4

I'm trying to move data from a Data Catalog table (MySQL) through AWS Glue (in visual mode of GlueStudio) into a snowflake table.

For this, I'm following this guide Performing data transformations using Snowflake and AWS Glue [1]

I'm following every part of it, but when executing my job, I get the error

An error occurred while calling xxx.pyWriteDynamicFrame. No suitable driver

(yes, other than the stack trace, there's no more info in the error message) I've tested everything I could think of, like:

  • Having access to the s3 bucket of the driver
  • Having network access
  • I've Tried an incomplete JDBC ULR (no password) and the error says so
  • I've tried giving the wrong password, and I get the appropriate error

One thing I've found is that a lot of issues I've found are reported on AWS Glue as a script (not for the visual editor) and in many of them, they're using two jars: the snowflake JDBC driver and the Snowflake Spark Connector.
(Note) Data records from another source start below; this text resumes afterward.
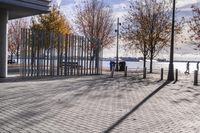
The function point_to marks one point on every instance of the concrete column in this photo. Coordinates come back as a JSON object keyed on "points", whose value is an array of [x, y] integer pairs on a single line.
{"points": [[3, 42]]}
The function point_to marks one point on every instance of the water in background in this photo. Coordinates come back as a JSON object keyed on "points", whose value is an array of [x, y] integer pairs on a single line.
{"points": [[181, 66]]}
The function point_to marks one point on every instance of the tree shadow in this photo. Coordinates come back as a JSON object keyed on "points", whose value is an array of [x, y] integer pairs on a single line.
{"points": [[119, 121]]}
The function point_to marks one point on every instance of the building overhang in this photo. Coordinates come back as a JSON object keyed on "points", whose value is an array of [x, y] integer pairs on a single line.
{"points": [[24, 8]]}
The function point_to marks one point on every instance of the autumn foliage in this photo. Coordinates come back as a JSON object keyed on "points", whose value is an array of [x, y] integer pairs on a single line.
{"points": [[53, 21], [194, 24]]}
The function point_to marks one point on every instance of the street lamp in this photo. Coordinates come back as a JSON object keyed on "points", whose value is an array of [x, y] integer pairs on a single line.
{"points": [[117, 50], [171, 65]]}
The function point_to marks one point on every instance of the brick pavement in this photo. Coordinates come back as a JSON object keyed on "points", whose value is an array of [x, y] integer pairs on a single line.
{"points": [[99, 104]]}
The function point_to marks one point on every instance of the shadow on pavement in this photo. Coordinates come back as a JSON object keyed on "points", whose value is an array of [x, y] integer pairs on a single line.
{"points": [[135, 108]]}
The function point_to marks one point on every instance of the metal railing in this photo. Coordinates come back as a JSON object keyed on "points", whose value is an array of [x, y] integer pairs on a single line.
{"points": [[53, 54]]}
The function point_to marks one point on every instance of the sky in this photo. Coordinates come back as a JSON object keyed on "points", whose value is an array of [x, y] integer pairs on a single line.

Even though the tutorial I followed[1] isn't that clear, I tried having both files in my 'drivers' bucket, but still the same error.

I've tried many versions of both files to no avail.

So I have no idea what that might be (I even tried on a different AWS account and a different Snowflake account so I could have full access to resources)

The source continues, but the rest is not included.